Differential diagnoses involve considering various possible conditions that could be causing symptoms and then ruling out each one through use of history, clinical evaluation, diagnostic tests, and critical thinking. This process helps to narrow down the list of potential diagnoses to determine the most likely cause of the symptoms.
Differential diagnoses can be broken down into four categories: most likely, less likely, least likely, and can’t miss. Most likely diagnoses are conditions most probable based on symptoms and clinical presentation. Less likely diagnoses are not as probable but should still be considered. On the other hand, least likely diagnoses can be considered if other, more probably conditions are excluded. Finally, can’t miss diagnoses are less common but critical to promptly identify and treat as they can lead to severe consequences.
Differential diagnoses for epididymitis include:
Most likely:
- STI: These infections can directly cause epididymitis by spreading to the epididymis.

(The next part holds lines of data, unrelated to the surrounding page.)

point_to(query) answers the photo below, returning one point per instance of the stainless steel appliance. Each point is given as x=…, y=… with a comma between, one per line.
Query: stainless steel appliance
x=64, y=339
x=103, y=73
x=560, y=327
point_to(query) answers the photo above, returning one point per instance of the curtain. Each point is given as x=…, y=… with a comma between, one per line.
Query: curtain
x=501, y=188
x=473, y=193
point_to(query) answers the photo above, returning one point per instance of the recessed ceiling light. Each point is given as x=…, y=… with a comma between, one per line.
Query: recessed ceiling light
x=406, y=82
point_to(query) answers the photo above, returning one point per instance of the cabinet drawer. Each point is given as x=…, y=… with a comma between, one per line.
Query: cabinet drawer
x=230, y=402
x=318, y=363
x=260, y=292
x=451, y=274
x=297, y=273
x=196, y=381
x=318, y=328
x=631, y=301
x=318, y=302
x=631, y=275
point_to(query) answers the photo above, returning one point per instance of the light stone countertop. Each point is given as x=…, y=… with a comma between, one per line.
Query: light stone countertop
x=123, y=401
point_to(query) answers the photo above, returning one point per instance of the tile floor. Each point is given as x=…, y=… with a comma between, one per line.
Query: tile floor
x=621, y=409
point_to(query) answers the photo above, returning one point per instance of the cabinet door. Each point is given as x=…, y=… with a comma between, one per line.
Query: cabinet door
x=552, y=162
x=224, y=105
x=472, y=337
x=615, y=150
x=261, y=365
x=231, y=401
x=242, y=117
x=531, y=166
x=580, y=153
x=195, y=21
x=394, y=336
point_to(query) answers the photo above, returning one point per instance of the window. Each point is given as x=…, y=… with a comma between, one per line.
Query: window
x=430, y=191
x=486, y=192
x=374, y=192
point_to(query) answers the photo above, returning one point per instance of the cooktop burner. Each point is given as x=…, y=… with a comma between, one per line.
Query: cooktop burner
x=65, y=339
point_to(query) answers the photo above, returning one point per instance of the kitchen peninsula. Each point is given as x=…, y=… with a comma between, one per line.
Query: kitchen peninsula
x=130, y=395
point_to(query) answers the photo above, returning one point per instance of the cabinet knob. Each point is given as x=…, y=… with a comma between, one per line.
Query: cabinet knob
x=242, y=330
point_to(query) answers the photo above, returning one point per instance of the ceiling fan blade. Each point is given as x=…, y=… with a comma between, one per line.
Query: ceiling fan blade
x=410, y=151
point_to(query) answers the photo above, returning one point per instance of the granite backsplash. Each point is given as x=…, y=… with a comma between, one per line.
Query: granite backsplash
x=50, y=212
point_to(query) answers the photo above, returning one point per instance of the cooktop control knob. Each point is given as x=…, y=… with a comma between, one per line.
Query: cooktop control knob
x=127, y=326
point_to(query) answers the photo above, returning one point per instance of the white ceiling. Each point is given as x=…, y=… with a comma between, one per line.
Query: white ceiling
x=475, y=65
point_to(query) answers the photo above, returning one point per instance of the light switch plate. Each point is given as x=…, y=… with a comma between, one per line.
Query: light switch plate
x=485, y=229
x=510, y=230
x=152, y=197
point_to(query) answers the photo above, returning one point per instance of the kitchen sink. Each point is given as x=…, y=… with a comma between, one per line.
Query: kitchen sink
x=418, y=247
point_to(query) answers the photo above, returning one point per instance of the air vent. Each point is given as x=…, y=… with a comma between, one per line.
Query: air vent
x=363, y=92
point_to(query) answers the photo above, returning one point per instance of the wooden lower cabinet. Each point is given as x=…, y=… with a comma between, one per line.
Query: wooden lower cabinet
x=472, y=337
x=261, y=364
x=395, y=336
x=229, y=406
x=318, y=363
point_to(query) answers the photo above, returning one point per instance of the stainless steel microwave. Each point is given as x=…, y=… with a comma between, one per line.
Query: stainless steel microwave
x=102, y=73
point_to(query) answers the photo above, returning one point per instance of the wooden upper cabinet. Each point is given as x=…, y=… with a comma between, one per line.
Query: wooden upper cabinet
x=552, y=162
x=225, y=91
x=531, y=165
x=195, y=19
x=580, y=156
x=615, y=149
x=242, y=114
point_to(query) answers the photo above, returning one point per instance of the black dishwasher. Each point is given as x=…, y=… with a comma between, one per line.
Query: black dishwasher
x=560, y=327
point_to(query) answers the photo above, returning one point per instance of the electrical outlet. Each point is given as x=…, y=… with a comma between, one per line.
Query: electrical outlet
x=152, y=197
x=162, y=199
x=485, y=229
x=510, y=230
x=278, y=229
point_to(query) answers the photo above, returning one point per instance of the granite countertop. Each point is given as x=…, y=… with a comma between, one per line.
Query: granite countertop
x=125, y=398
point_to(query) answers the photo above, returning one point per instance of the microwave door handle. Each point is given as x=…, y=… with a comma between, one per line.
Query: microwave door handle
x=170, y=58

- UTI: UTIs can spread from the urinary tract to the epididymis.
- Epididymo-orchitis: Inflammation extending from the epididymis to the testis. This condition is closely related to epididymitis as it involves the same anatomical structures.
Less likely:
- Reactive hydrocele: Fluid accumulation around the testicle due to inflammation. While it can occur secondary to epididymitis, it’s not a direct cause.
- Spermatocele: A benign cyst in the epididymis. It can be mistaken for epididymitis but doesn’t cause inflammation.
- Varicocele: Enlarged veins within the scrotum.
Least likely:
- Scrotal hernia: Protrusion of abdominal contents into the scrotum. This condition is unrelated to the epididymis but can cause scrotal swelling.
- Idiopathic scrotal edema: Swelling of the scrotum without a clear cause.
- Henoch-Schönlein purpura: A vasculitis that can cause scrotal pain and swelling.
Can’t miss:
- Testicular torsion: A surgical emergency where the spermatic cord twists, cutting off blood supply to the testicle. It presents with acute scrotal pain and swelling, similar to epididymitis, but requires immediate intervention.
- Fournier’s gangrene: A life-threatening necrotizing fasciitis of the genital area. It can present with severe pain and swelling.
- Testicular tumor: Malignant growths in the testicle. It can present with a painless mass or swelling in the scrotum.